SIMD instructions are ideal in motion estimation because the arithmetic operations that are done in the search operation are done for blocks of pixels and are inherently parallel. The SSE2 instruction, PSADBW, is widely used by developers to optimize this operation. PSADBW computes two sums of absolute differences from a pair of 16 unsigned byte integers. One sum is the result from the eight low unsigned byte integers whereas the other sum is the result from the eight high unsigned byte integers[1].
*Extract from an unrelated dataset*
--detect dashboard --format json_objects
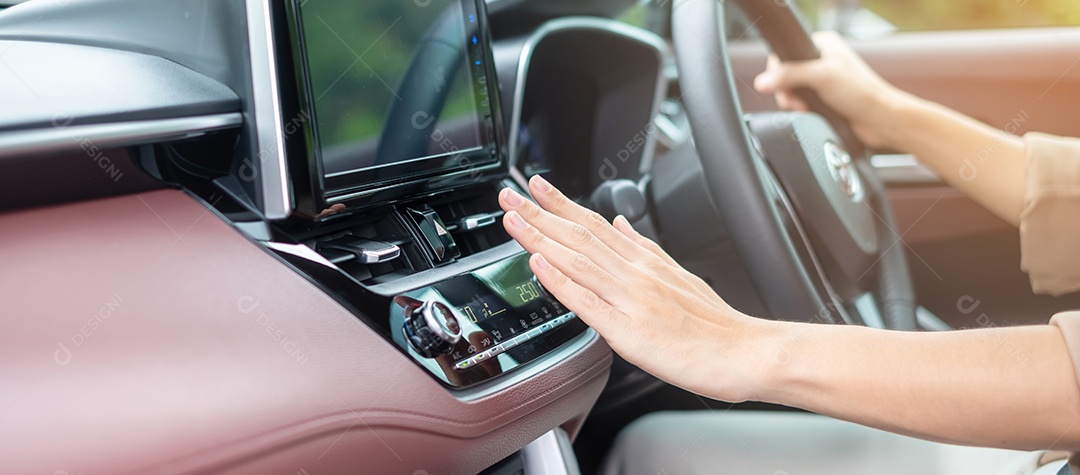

Figure 2-2 shows the motion estimation function that has been optimized to use the PSADBW instruction. This function finds the matching blocks for four 4x4 blocks in each call. PSADBW computes the sum of absolute difference of eight unsigned byte integers but the width of a 4x4 block is only 4 bytes. In order to use this instruction, two rows were first unpacked to concatenate two 4-byte data sets into 8 bytes. In addition, since each load gets 16 consecutive bytes, data are loaded from four consecutive blocks in one load. Therefore, it makes sense to write this function to find the matching block for four blocks in each call.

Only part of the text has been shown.